Commodity Trading Blunders IV, PART 3 - My Early Days As A Novice Trader
Beginning traders, my best recommendation to you'd be to avoid doing "comfy" trades. I see it all the time. The futures contract is forming a bottom and traders need to short it. It feels better to go with the trend when it is a "certain thing." But we have a tendency to would like to be scared when getting on board. Since all of us are basically similar mentally, what scares you in the futures market will in all probability scare me. To be completely different is the means to stay but the crowd mentality. My rule is to never buy in the middle of a range. I notice trading indicators work poorly there, along with having false starts.
The big commodity boys obtain and sell at the extremes. You would like to suppose like them. The futures market should be rock 'n rolling to enter or you're doing a snug trade. This doesn't mean to buy falling daggers. It means that to induce in when the spike at a double or triple bottom. You want to have time to see the signs that quality shopping for is taking place first. There's sometimes plenty of your time to urge in. If we tend to merely wait a few value bars before pulling the trigger and then cutting our position in 0.5 from what it normally is, we have a tendency to would instantly become better futures traders.
OK, another Max story. It was in the first days some months once the Boston Commodity Broker From Hell called me. I used to be day-trading with Max. There was a big time commodity sugar analyst at Merrill that I may generally hear in the background. I will still bear in mind his name and this was over 25 years ago. He was on a 1-method squawk box barking to the commodity brokers all over the country. He was always blabbing about how bullish sugar futures was.
He was right. Sugar kept intensifying for days on end. Then came the day when he literally screamed at everyone to buy, saying the futures contract market was about to go limit up and to get shoppers in before it absolutely was too late. It seemed like he was losing it. Max asked me if I needed to induce in too, however I told him I was looking over my Trident program and it didn't have a get signal yet.
Later that day I referred to as Max and sugar future contracts had instead reversed to go locked limit down! This was with expanded limits, thus it must have been close to one hundred points. Here was a mini-crash with blood running in the streets. Max was licking his wounds and was beating up the sugar guru for getting him into this fix.

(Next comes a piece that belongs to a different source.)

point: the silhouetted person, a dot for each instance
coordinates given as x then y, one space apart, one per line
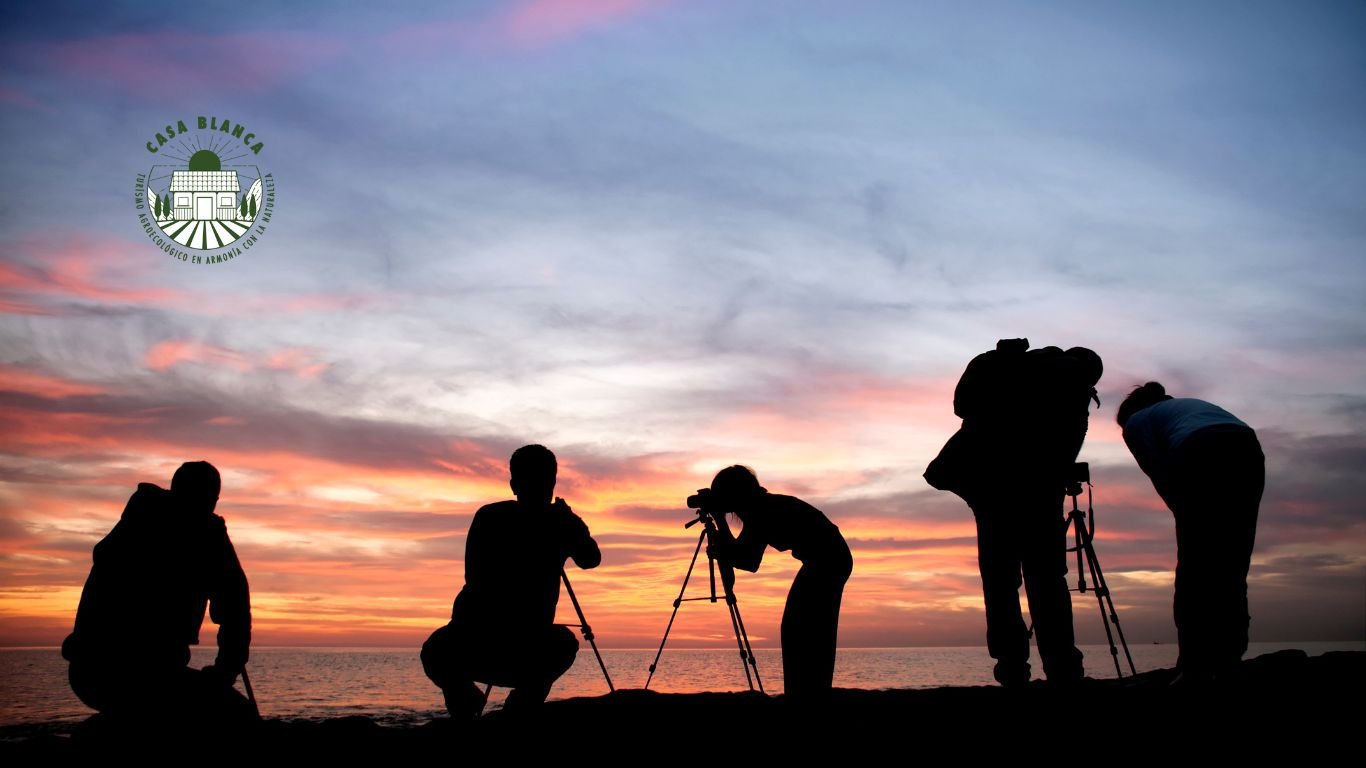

I should admit I smiled.
Suddenly within the background the sugar guru appeared again. He was STILL barking about how bullish sugar was! He was urging all commodity brokers to buy more at limit down. I told Max it had been sort of a toy factory blowing up. All that was left was a broken, dysfunctional, talking doll staggering in a very daze and stuck in an exceedingly continuous loop concerning sugar. Max laughed pretty hard. I heard a click within the background and the doll stopped talking.
As a fitting epitaph, sugar futures contracts went limit down for one more two days before stabilizing. Afterwards, the sugar guru sounded rather quiet for the remainder of the bull move. Watch out for scenarios and gurus! Situation trading typically results in the largest trading disasters in both commodities and stocks. I've witnessed several stubborn state of affairs traders implode. I've got a lot of articles coming soon on this subject.
Half Four of Four - Next!
There's substantial risk of loss trading futures and choices and might not be appropriate for all sorts of investors. Only risk capital ought to be used.